72 Interest should also be payable on the amount of $60,000 from the date of the summons that is from 16 September 2003 until the date of this judgment.
73 The variation to the deed sought by the applicant nominates the first respondent (as the "defaulting party") as liable to pay the amount outstanding in the loan account. The respondents contend that if this variation were granted then the nature of the commercial arrangement is fundamentally changed and the first respondent is effectively obliged personally to pay the outstanding amount. The loan account, they say, was never in the first respondent's name but in the second respondent's name. The respondents did not proffer any suggestions that might resolve the issue if it became necessary. The applicant did not address it.
74 An order making the three respondents jointly and severally liable should overcome the problem. In addition, since the loan account has always been with the second respondent in the applicant's name, in my view, the variation sought should nominate the second respondent as the "defaulting party".

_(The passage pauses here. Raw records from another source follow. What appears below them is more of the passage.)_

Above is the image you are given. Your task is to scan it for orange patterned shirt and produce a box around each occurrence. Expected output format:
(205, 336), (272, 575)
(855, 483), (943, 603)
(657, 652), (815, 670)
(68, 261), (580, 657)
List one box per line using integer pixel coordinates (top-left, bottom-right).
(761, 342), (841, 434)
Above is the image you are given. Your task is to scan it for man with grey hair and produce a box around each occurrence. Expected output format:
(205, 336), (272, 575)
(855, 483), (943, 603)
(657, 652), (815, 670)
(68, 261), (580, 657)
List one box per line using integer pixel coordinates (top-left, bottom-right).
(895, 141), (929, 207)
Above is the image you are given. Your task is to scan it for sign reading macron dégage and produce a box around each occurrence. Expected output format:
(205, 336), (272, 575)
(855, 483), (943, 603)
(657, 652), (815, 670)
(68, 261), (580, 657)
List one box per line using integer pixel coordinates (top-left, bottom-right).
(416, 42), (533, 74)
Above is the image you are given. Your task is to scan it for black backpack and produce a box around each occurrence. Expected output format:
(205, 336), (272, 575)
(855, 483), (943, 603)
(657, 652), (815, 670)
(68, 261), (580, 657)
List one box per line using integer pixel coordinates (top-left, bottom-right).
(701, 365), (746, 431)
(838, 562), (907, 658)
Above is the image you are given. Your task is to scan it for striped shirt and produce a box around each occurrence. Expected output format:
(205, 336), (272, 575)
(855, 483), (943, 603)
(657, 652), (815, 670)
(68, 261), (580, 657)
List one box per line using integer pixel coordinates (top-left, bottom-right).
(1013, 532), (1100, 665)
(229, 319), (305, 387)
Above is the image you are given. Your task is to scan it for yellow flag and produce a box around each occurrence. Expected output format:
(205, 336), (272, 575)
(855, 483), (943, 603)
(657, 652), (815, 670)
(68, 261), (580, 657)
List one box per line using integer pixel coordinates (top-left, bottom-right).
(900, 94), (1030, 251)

75 I should add for completeness that I did not understand the applicant to pursue any claim for outstanding salary under sub-clauses 9.4 and 9.5 if I were to find, as I have done, that the deed was terminated on 1 June 2003. In any event there was no evidence placed before the Court which would have enabled me to conclude one way or the other that the applicant was entitled to outstanding salary payments, consequent upon any finding of unfairness, referable to any part of the deed.